Syntheses, Spectroscopy, and Structural Analyses of Dinuclear Chiral‐at‐Metal μ‐Aqua‐tetrakis[(R or S)‐N‐1‐(Ar)ethylsalicylaldiminato]di‐Λ‐ or ‐Δ‐nickel(II) Complexes

Enantiopure dinuclear μ-aqua-tetrakis[(R or S)-N-1-(Ar)ethylsalicylaldiminato]di-Λ- or -Δ-nickel(II) [Ar = C6H5 (R-1/S-1), p-MeOC6H4 (R-2/S-2), p-ClC6H4 (R-3/S-3), p-BrC6H4 (R-4)] complexes have been synthesized from the reaction between (R or S)-N-1-(Ar)ethylsalicylaldimine and nickel(II) acetate. Their CD spectra demonstrate chirality transfer from the ligands to the metal ions and a mirror-image relationship for the enantiomeric pair R-3/S-3 in thf. DSC analyses show that the complexes exhibit an irreversible dissociation to the mononuclear species, which in turn undergo decomposition. The 1H NMR spectra reveal the presence of four salicylaldiminates, one aqua ligand, and two molecules of methanol in each dinuclear complex. They also confirm the existence of a dinuclear-bridged aqua bis-octahedral NiII complex in solution. The IR spectra in CH2Cl2 show a very strong band at around 2306 cm–1 due to the νO–H of the bridged aqua ligand. The X-ray structures of R-2, S-2, R-3, and S-3 confirm the formation of dinuclear compounds comprising two nickel ions, four salicylaldiminates, and one aqua ligand with two molecules of methanol (or water in S-2).
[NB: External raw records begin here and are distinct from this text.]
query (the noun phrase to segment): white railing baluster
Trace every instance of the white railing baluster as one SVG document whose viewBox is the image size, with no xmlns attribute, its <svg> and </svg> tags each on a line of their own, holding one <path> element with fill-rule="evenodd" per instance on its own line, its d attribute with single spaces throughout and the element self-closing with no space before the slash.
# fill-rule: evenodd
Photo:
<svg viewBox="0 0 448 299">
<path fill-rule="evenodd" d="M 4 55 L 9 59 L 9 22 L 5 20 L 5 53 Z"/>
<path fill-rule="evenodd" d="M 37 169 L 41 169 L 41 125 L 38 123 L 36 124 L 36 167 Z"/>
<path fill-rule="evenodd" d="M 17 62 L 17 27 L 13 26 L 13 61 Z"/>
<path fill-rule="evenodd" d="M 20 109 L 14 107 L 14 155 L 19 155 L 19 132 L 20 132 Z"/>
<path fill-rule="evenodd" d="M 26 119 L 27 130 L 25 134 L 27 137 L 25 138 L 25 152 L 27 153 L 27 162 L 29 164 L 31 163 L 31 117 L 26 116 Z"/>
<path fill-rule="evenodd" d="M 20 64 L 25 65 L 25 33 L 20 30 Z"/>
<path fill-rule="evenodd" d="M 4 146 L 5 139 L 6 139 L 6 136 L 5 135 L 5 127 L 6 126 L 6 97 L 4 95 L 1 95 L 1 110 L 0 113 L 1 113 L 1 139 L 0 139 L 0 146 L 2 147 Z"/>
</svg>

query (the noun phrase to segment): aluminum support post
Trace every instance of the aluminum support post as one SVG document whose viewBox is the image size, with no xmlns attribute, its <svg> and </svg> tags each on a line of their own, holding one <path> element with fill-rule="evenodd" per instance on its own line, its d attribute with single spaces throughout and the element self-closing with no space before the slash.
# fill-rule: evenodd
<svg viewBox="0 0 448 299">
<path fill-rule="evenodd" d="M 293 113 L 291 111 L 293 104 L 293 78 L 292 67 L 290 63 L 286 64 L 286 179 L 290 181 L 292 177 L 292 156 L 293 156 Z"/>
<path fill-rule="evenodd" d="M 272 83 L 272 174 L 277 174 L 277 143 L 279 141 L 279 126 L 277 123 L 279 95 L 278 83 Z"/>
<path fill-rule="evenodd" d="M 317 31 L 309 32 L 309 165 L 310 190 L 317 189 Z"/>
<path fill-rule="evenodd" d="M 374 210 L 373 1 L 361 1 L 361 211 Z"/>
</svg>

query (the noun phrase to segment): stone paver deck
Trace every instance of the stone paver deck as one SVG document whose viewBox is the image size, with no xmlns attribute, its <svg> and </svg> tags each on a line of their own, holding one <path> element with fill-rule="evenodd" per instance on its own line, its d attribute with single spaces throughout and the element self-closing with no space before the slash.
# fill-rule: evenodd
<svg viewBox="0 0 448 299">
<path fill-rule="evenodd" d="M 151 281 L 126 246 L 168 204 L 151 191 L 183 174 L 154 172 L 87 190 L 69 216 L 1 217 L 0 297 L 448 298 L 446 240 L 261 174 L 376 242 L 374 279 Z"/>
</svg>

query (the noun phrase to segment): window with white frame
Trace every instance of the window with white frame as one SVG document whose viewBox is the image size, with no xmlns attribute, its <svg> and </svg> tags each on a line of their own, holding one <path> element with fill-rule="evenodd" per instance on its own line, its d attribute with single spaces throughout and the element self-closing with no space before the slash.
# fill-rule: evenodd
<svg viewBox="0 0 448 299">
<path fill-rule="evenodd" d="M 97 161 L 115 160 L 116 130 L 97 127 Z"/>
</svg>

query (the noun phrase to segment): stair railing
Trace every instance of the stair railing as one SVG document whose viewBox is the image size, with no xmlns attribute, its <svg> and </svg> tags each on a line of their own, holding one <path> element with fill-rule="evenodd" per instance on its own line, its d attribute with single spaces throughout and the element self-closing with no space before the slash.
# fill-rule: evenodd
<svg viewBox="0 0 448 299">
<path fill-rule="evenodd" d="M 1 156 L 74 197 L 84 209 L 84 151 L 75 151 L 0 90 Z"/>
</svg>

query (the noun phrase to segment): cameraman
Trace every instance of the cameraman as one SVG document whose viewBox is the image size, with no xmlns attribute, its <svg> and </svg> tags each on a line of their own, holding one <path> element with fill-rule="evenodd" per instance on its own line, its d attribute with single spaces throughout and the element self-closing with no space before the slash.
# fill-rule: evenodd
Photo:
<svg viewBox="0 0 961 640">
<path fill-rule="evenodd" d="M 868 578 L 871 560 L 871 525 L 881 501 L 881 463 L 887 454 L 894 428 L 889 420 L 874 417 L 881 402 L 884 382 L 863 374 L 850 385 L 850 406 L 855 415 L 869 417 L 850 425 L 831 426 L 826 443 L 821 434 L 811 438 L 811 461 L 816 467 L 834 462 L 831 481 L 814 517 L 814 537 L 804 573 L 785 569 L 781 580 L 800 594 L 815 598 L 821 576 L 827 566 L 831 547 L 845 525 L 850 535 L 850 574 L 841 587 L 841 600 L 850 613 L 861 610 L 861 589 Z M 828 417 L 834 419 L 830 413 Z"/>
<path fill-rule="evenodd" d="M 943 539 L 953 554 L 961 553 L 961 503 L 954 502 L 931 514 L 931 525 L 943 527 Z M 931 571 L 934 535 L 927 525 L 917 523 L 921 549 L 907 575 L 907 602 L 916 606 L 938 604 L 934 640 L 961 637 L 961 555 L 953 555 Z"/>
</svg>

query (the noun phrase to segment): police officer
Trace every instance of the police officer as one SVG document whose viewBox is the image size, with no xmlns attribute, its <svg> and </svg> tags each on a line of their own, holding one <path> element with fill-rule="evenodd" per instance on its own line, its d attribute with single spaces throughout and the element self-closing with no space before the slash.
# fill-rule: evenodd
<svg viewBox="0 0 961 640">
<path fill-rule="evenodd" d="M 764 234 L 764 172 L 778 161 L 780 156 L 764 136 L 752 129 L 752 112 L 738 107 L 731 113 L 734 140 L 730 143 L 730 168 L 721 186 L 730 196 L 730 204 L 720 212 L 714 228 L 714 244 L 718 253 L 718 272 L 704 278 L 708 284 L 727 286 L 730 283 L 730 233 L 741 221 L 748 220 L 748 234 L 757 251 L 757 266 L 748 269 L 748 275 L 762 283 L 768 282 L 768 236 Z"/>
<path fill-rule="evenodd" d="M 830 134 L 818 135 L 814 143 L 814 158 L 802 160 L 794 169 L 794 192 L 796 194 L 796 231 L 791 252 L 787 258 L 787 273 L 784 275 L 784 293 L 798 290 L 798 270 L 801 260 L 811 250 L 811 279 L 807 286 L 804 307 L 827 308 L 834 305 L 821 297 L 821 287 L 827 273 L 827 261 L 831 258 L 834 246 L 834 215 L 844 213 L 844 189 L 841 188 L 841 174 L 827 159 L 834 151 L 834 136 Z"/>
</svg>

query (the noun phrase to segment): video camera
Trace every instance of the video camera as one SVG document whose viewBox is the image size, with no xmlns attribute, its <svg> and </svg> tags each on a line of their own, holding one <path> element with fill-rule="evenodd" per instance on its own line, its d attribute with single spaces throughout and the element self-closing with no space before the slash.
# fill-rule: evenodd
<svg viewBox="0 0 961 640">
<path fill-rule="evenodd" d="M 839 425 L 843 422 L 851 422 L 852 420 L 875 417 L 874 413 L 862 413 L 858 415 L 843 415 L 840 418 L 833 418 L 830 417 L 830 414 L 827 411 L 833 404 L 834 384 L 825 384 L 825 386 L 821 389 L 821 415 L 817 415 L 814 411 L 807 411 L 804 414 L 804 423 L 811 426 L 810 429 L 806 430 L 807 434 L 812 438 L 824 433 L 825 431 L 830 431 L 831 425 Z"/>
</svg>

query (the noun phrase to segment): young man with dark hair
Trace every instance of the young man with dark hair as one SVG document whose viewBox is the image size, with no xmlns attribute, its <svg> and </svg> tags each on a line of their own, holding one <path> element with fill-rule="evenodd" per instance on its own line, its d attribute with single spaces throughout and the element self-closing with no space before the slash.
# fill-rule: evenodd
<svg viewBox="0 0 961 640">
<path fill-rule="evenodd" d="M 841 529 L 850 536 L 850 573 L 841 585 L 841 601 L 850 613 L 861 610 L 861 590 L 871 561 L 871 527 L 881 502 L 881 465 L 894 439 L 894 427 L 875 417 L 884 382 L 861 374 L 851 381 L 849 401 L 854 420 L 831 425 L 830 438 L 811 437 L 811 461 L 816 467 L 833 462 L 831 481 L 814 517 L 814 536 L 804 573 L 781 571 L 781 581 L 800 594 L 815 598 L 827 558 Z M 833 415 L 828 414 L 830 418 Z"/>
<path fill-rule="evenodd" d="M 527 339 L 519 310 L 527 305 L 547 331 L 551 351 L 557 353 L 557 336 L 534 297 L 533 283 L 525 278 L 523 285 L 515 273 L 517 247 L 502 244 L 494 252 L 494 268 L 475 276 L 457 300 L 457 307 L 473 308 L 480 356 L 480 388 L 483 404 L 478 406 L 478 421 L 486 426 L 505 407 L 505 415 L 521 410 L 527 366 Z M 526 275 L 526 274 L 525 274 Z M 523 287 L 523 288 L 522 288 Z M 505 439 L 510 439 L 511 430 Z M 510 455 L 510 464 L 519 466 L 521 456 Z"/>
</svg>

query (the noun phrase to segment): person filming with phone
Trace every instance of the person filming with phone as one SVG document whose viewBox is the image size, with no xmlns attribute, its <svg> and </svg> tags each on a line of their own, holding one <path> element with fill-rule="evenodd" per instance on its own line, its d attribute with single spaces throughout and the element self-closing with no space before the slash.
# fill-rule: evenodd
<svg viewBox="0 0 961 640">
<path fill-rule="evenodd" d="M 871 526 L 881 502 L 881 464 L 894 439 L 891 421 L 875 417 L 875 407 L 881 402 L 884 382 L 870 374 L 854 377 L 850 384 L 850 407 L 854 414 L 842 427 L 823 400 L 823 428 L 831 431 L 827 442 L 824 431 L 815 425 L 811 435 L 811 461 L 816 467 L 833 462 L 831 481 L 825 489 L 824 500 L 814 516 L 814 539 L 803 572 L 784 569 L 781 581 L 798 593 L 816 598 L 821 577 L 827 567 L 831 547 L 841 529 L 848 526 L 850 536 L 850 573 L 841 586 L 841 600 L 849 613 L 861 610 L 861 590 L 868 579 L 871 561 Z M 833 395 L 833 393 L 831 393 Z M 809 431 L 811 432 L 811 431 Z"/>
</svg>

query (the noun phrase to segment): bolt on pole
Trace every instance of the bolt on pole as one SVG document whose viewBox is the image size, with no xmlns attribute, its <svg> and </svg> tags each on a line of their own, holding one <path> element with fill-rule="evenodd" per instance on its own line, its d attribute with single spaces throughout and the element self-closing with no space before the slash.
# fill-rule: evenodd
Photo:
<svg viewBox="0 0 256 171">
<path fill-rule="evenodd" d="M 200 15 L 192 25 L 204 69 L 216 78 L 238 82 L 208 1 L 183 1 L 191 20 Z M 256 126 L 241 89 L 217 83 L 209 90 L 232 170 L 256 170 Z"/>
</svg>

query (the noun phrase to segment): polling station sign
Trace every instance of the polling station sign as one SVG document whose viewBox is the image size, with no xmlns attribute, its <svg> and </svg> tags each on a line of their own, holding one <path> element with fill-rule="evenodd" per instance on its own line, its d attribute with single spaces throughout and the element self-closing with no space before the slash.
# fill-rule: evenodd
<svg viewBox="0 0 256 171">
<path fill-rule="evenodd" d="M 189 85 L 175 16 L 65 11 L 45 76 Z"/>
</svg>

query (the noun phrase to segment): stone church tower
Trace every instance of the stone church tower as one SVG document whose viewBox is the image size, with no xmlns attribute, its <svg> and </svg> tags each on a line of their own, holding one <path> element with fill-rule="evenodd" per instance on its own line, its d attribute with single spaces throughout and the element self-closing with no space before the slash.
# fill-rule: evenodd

Each nickel ion is surrounded by two N,O-chelating salicylaldiminates, a bridging salicyl-O atom from the neighboring nickel ion, and a bridging aqua ligand in a distorted octahedral polyhedron. Analyses of the absolute structures reveal a diastereomeric induction of the R or S ligand giving a Λ or Δ configuration at the nickel atoms in R-2/3 or S-2/3 that is independent of the ligand substituents.